Thursday, 19 November 2015

Friday Stride: Original Deletor, Egorg

Yep, Comic Booster time. It's nice that at least some of the Manga cards got put out into the game, and Deletors did need some help to deal with stride being a direct counter to half the benefits delete gave out. One of those cards was a stride of their own, complete with a delete skill of it's own - Original Deletor, Egorg

Well aren't you cheerful?
Egorg is, like most deletors, named with random sounds, because that's how you emphasis 'alien' - make it meaningless. Unlike any other deletor, however, he has a Generation Break skill which only makes him useful on the second stride or more. This does mean that you'll have to skip a turn's delete to stride into something else (unless you ride Mixed Deletor, Keios that turn), but once you do so Egorg give you one of, if not the most cost-efficient delete available.

Most of the Grade 3 deletors cost 4 cards to delete, either in counter-blasts or in discards/retires. Juxtapose Deletor, Zaele only costs three, but is a once-only skill on legion, as opposed to a reusable ACT skill, and lacks the bonus effects other deleting units gain when they delete. Egorg costs only counter-blast 1 and retire 1 for a total of two cards (three if you count the stride cost, which is recovered by triple drive), and on top of the delete and the stride power locks a back row rear-guard and forces the opponent to bind a card from their drop zone face-down, an effect termed Vanish Delete.

Already it's better than almost any other Deletor - the only ones to have a lower cost either require the soul blast of a specific grade 3 or require two grade 3's to delete only after the vanguard attacked (a setup even less appealing in stride format than a conventional delete). But wait, there's more. Once you've deleted, locked and bound the cards, if your opponent has four or more damage and 13 or more cards bound face-down, you instantly win. Instant wins aren't usually common in TCGs in general, and Vanguard has kept them very rare - though so far all of them are in Link Joker.

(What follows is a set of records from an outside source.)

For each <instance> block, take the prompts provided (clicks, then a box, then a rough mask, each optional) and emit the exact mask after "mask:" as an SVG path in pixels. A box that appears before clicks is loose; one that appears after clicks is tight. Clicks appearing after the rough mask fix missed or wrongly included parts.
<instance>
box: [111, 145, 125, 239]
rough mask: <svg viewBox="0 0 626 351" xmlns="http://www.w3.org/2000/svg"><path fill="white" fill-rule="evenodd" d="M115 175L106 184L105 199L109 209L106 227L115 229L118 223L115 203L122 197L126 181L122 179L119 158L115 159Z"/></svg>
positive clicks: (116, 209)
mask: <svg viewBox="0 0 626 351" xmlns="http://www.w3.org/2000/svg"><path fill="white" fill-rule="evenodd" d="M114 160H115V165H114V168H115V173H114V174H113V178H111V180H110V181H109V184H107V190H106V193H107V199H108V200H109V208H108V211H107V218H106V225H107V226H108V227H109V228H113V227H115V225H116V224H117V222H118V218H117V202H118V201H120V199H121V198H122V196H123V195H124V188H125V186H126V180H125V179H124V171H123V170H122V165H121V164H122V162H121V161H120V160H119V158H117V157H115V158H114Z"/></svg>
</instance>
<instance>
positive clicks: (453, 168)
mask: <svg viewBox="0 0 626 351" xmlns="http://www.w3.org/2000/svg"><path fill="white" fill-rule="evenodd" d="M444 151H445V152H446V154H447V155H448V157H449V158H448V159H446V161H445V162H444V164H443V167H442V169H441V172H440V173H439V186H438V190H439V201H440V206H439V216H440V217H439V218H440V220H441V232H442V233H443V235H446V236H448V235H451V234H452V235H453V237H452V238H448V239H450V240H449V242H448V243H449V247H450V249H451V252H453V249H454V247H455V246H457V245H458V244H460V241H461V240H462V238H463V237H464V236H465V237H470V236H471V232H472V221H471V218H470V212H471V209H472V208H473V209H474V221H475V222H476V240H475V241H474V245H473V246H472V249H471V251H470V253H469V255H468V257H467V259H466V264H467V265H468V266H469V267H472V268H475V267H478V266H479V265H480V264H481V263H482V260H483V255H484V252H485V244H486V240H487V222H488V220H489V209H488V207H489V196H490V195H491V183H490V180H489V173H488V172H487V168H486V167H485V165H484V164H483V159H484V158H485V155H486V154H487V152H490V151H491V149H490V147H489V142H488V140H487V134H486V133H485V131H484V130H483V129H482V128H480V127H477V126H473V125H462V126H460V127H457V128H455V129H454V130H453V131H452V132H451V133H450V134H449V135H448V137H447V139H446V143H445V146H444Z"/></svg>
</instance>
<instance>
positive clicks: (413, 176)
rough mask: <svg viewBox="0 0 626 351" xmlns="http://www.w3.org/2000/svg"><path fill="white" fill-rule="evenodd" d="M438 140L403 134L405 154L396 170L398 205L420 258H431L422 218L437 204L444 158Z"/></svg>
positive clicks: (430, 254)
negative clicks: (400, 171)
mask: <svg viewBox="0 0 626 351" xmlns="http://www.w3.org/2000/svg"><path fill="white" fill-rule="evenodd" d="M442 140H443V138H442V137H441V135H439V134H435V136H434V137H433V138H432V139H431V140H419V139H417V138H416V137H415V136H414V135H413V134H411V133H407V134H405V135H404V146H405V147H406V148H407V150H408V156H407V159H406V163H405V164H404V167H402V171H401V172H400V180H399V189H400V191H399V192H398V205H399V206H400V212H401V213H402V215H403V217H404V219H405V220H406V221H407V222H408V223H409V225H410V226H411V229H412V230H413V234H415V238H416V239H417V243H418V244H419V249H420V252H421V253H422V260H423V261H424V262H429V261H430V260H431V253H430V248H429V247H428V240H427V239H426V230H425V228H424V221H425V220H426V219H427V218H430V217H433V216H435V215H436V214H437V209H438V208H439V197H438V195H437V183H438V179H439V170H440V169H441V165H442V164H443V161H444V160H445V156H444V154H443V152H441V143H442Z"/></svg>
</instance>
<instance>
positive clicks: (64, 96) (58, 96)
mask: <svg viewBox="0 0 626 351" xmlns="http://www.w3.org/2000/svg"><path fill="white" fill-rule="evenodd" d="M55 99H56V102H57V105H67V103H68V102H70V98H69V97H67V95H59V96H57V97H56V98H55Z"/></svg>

Four damage isn't going to be hard to get to - you'd have to do that to beat them the conventional way anyway, and although we're not in season 3 any more and few decks will need to go to four damage to even start most decks will eventually want either counterblasts or not to waste shield. It's the 13 vanish deletes that will need some effort, but even this shouldn't be too difficult. Almost every new Deletor in Vanguard and Deletor has, as part of it's skill a vanish delete or two, which can soon start to add up. If nothing else, Egorg humself will vanish delete each turn you stride him, which should be every turn from his GB2 going live, unless you can't stride or would be on the last one but can't get enough units bound to win for some reason. The threat of the Delete End victory condition is a very real one, and it's even harder to play around than World's End. Against that, the opponent can leave them on four and pressure with criticals at least. Here, you either have to push hard and fast, somehow keep the drop zone empty, or play the grade 2 game, and for some decks this may well be difficult.

Overall, whilst Egorg doesn't fix all the problems with Deletors, it at least minimises the advantage losses they face, allowing them to keep up despite a lack of significant card advantage. It gives them an ultimate finisher and something for decks which don't find the delete as draining something else to worry about.